I love the bugs-eye camera angle in this card photo that makes it look like Ricky Proehl is soaring through the air in a white-boy version of the Nike Jumpman pose. Meanwhile, he is only about two inches above the tallest blade of freshly cut grass, Umbros blowing in the wind over his spandex biker shorts.
Proehl is from the era where good white receivers were as scarce as white tigers. Before the likes of Riley Cooper, white NFL receivers were cherished, from Steve Largent to Ricky Proehl to Wayne Chrebet to Joe Jurevicius, just to name a few.

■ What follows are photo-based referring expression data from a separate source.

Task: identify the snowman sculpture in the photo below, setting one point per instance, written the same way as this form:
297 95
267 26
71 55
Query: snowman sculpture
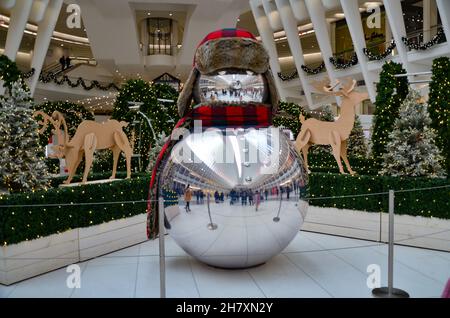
242 176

Proehl was never the number one receiving option on his team, but he had a knack for making huge plays at key moments. In the 1999 NFC championship versus the Buccaneers, Proehl caught the game-winning touchdown for the “Greatest Show on Turf” Rams. Ricky earned one of his two Super Bowl rings that year, the second coming in Super Bowl XLI with the Colts in 2006, his final NFL season. Proehl made two more clutch plays in his two Super Bowl losses, catching game tying touchdowns with under two minutes to play in both Super Bowl XXXVI with the Rams and Super Bowl XXXVIII with the Panthers. Neither was enough to hold off the Patriots as Adam Vinatieri made last second field goals to win both contests.

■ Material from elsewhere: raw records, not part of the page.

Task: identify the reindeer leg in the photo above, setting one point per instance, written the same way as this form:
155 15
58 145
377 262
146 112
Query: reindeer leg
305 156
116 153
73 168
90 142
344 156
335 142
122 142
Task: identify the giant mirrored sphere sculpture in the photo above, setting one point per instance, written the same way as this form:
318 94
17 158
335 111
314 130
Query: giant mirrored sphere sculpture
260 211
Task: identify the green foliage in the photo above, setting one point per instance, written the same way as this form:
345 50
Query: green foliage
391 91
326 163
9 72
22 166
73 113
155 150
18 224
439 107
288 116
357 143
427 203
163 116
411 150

Even more important than his NFL career, Ricky Proehl could hold his own in Tecmo Super Bowl for anyone adventurous enough to play as the Phoenix Cardinals, though he wasn’t quite good enough to make our Tecmo Super Bowl Offensive Big Board. He has sure hands, but runs slower than molasses. Ricky Proehl’s awesomeness coupled with his slow running speed has inspired Tecmo Super Bowl enthusiasts to create the Ricky Proehl Reverse Challenge that requires gamers to lead the Cards to a Super Bowl win while running a reverse to Ricky Proehl for every offensive play of the entire season.